In SceneBuilder (the layout): add a Button (onAction handleSave) and a Label (fx:id lblStatus).

<Button text="Save" onAction="#handleSave" />
<Label fx:id="lblStatus" />

In the controller (the .java file):

Imports:

import javafx.concurrent.Task;
import javafx.fxml.FXML;
import javafx.scene.control.Label;

Controller:

@FXML private Label lblStatus;

@FXML
private void handleSave() {
    Task<Void> saveTask = new Task<>() {
        @Override
        protected Void call() throws Exception {
            // Runs on a background thread. Do NOT touch controls here.
            // your IA logic here: the slow operation (e.g. a SQLite insert)
            slowSave();
            return null;
        }
    };

    // These run back on the UI thread, so updating controls here is safe.
    saveTask.setOnSucceeded(e -> lblStatus.setText("Saved"));
    saveTask.setOnFailed(e -> lblStatus.setText("Save failed"));

    lblStatus.setText("Saving...");
    new Thread(saveTask).start();
}

Where your own logic goes: inside call(), on the line marked // your IA logic here. That is your slow operation, for example the JDBC insert from the database recipe. The Task, its success and failure handlers, and starting the thread are reusable wiring.

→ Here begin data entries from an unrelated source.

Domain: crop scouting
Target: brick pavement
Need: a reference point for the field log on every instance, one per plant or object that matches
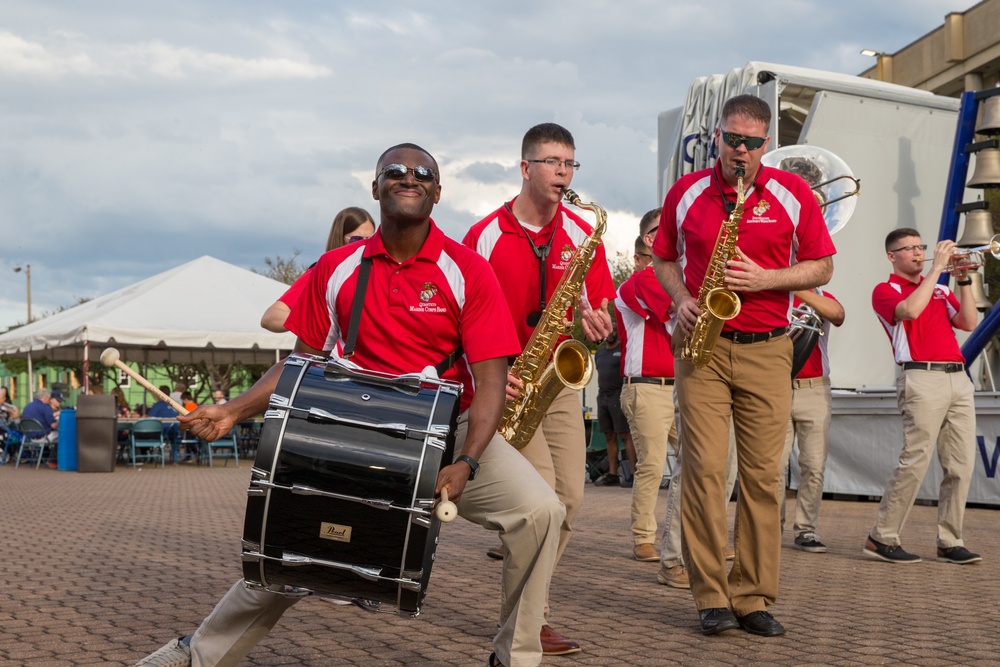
(101, 569)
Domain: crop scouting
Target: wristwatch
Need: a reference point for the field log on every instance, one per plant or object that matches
(473, 464)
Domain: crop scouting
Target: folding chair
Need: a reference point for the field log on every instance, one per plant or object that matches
(230, 446)
(33, 441)
(147, 434)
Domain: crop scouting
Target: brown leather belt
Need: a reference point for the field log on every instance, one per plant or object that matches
(663, 382)
(950, 367)
(742, 337)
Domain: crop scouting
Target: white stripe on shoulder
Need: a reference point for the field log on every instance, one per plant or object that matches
(690, 195)
(488, 238)
(576, 233)
(787, 200)
(453, 274)
(336, 282)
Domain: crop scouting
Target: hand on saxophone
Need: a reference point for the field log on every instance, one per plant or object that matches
(687, 315)
(596, 321)
(513, 388)
(745, 275)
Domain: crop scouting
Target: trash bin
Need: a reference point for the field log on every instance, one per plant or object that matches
(97, 433)
(67, 439)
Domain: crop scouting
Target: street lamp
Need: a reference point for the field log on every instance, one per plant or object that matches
(27, 273)
(31, 374)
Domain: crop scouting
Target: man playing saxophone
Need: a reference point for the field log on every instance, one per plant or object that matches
(782, 245)
(531, 242)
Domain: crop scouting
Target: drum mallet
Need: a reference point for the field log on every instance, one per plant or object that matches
(446, 510)
(111, 357)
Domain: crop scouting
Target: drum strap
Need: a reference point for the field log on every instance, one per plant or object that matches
(356, 309)
(357, 306)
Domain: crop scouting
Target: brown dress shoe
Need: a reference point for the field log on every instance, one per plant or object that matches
(554, 643)
(645, 552)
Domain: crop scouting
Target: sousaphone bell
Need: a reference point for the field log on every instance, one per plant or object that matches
(835, 188)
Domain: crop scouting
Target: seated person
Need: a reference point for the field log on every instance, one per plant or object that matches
(40, 410)
(163, 410)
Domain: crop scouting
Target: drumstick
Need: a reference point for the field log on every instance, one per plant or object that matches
(111, 357)
(446, 510)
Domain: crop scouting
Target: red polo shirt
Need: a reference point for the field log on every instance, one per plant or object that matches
(643, 310)
(291, 295)
(782, 224)
(415, 313)
(504, 243)
(818, 363)
(930, 336)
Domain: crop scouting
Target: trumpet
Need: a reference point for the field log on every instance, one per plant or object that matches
(967, 259)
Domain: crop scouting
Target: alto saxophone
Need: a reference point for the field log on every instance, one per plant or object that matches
(544, 372)
(717, 303)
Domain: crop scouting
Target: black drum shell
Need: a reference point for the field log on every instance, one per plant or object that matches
(363, 463)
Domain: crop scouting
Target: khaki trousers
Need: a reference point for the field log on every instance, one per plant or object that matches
(649, 409)
(749, 383)
(937, 408)
(671, 554)
(507, 496)
(810, 427)
(558, 451)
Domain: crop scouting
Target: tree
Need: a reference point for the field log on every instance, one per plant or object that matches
(285, 270)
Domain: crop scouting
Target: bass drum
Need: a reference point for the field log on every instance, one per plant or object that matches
(342, 489)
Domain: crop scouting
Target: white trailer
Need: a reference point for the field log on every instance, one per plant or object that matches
(898, 141)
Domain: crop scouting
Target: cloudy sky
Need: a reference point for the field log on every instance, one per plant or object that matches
(136, 136)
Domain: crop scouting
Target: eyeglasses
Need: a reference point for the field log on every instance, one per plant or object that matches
(398, 172)
(555, 163)
(734, 141)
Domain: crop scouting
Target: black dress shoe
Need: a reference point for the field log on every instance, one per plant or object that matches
(761, 623)
(716, 620)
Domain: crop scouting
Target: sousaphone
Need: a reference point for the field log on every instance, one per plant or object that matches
(836, 189)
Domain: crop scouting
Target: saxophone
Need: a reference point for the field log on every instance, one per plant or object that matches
(544, 372)
(717, 303)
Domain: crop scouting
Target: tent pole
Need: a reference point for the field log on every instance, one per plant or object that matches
(86, 367)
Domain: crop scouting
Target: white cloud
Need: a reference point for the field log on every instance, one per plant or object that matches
(20, 57)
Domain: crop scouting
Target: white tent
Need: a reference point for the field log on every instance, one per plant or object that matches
(205, 310)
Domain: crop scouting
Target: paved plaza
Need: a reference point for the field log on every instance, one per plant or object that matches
(103, 568)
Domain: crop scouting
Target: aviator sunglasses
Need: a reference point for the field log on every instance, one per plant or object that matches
(398, 172)
(734, 141)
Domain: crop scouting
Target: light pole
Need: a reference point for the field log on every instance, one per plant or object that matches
(31, 374)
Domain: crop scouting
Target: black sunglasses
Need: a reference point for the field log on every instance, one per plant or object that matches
(398, 172)
(734, 140)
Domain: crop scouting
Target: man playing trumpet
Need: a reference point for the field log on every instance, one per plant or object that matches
(934, 394)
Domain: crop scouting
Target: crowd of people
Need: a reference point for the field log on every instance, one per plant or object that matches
(400, 296)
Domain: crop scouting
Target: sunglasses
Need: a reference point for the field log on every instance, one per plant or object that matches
(734, 141)
(397, 172)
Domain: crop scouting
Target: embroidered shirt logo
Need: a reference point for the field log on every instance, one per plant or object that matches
(428, 291)
(758, 217)
(427, 302)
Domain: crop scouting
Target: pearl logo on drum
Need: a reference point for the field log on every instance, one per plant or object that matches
(335, 532)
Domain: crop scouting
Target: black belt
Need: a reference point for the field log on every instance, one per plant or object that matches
(663, 382)
(742, 337)
(951, 367)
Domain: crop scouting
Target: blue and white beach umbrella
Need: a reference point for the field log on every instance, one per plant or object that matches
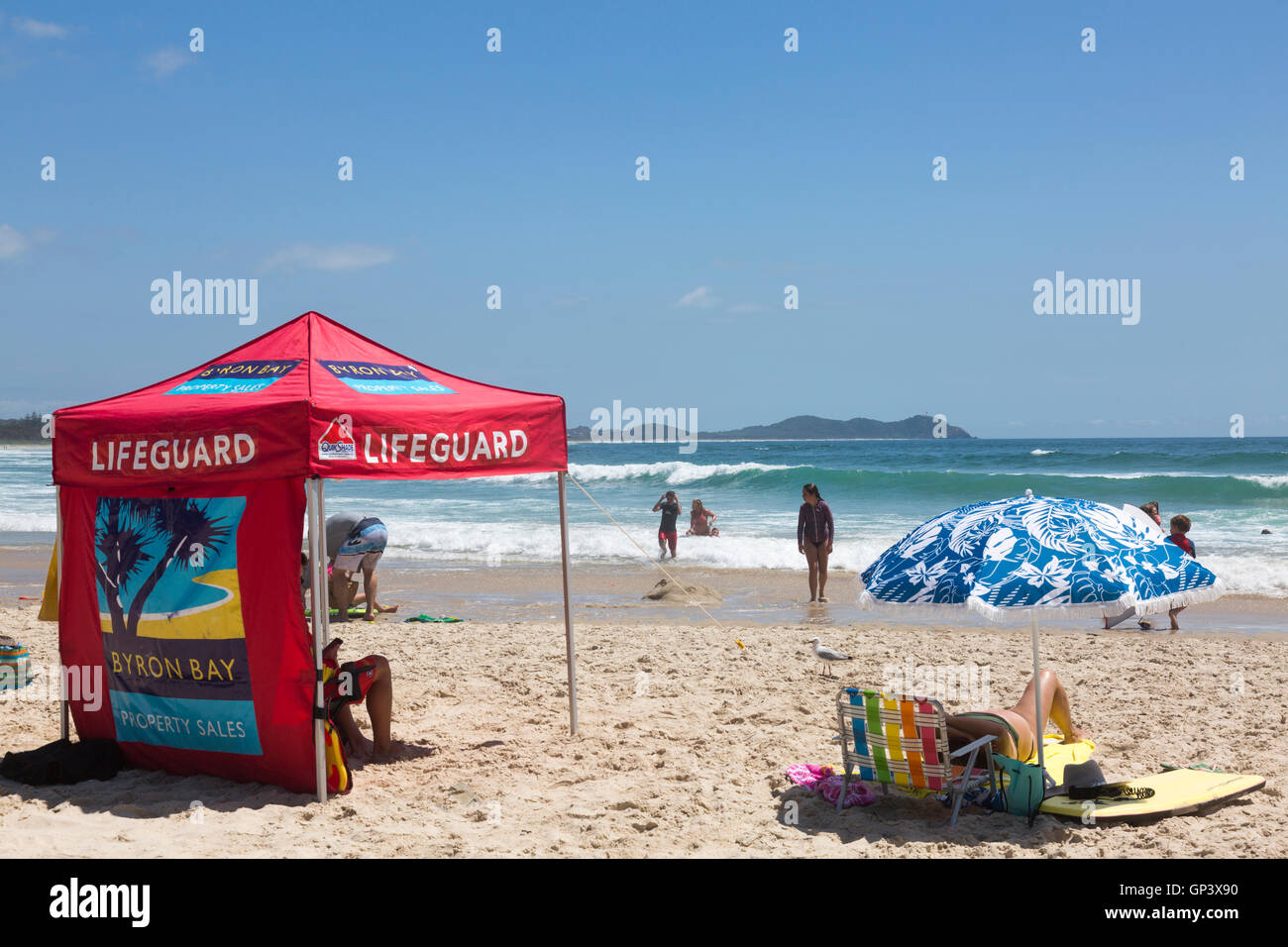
(1034, 553)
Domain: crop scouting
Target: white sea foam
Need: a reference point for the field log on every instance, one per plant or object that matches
(1271, 482)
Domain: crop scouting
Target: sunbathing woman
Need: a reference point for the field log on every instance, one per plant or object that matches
(1014, 727)
(700, 519)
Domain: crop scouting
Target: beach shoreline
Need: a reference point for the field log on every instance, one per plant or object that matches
(533, 591)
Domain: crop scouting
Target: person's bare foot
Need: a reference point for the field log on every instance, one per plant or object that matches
(362, 751)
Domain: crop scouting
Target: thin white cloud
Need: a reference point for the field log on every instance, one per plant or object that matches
(34, 27)
(329, 258)
(699, 298)
(14, 244)
(167, 60)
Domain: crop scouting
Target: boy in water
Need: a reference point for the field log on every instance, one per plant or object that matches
(1180, 527)
(670, 506)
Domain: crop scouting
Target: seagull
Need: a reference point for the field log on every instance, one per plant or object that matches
(827, 655)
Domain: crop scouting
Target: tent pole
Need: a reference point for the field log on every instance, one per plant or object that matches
(318, 603)
(571, 643)
(1037, 698)
(63, 724)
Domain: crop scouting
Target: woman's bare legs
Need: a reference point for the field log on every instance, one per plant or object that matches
(811, 558)
(1055, 707)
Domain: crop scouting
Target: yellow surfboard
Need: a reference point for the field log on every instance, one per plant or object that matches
(1176, 792)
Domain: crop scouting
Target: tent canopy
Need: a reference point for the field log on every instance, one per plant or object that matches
(308, 398)
(180, 508)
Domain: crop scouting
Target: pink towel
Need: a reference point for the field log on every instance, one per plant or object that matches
(828, 783)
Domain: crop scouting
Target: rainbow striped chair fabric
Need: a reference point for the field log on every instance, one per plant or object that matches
(903, 742)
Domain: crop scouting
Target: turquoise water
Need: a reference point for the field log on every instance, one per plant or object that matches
(877, 489)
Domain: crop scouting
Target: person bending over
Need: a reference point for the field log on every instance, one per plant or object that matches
(355, 544)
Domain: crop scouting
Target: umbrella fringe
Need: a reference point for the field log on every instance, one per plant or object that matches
(1164, 603)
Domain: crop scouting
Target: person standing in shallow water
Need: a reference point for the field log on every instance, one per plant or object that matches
(670, 506)
(814, 538)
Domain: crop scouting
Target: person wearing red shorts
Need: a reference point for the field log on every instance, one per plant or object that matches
(666, 535)
(353, 682)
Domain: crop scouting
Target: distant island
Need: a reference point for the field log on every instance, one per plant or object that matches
(800, 428)
(22, 429)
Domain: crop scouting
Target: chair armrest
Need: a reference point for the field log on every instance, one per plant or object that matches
(969, 748)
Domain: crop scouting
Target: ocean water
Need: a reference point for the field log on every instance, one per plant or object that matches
(877, 489)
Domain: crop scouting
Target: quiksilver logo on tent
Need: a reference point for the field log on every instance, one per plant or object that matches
(336, 442)
(75, 899)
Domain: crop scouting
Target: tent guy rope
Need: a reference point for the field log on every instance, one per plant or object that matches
(692, 600)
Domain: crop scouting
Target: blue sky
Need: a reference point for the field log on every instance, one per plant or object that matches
(767, 169)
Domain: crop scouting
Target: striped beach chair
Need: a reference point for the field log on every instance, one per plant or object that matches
(903, 742)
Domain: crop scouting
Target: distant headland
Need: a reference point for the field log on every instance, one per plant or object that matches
(800, 428)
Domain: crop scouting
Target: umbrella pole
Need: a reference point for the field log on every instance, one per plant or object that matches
(1039, 735)
(571, 644)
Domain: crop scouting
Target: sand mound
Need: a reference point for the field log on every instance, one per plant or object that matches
(681, 592)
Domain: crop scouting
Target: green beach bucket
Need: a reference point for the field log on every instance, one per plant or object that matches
(14, 665)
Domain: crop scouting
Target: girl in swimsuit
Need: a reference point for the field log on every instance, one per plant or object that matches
(1016, 727)
(700, 519)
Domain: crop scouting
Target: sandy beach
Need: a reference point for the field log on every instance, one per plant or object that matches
(683, 740)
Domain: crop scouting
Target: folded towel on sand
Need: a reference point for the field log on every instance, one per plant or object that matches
(827, 783)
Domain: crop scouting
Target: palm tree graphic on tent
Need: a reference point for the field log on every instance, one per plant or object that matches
(128, 535)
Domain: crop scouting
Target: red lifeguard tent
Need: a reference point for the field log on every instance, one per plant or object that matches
(180, 506)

Hardware link. Background threads are the software side of the multi-core processors you study in hardware (A1.1, and HL pipelining in A1.1.6). Multiple cores are what let a background thread run at the same time as the UI thread, so the window keeps responding while the work happens. Threading itself is an IA-depth technique, not examined.

Make it your own:

  • Put your real slow work in call(). A SQLite insert from Step up to a database fits here directly; a MySQL save is the same JDBC shape.
  • Use setOnSucceeded for what happens when it works, and setOnFailed for when call() throws. Both run on the UI thread.
  • For a progress bar that fills as the work runs, a Task also has updateProgress(done, total) you can bind to a ProgressBar.

Watch out for:

  • The fx:id lblStatus must match the @FXML field name, and handleSave must exist in the controller, or the screen will not load.
  • Even inside call(), never touch a control. Do all UI updates in setOnSucceeded / setOnFailed, which JavaFX runs on the UI thread for you.
  • Task<Void> uses a type parameter and the handlers use lambdas; both are outside the exam-style Java subset but are the standard JavaFX way. Void means the task returns no value; use Task<String> (and return a value) if you need the result in setOnSucceeded via saveTask.getValue().

Mix with: Show progress toward a goal, Step up to a database when a list outgrows a file, Tell the user something.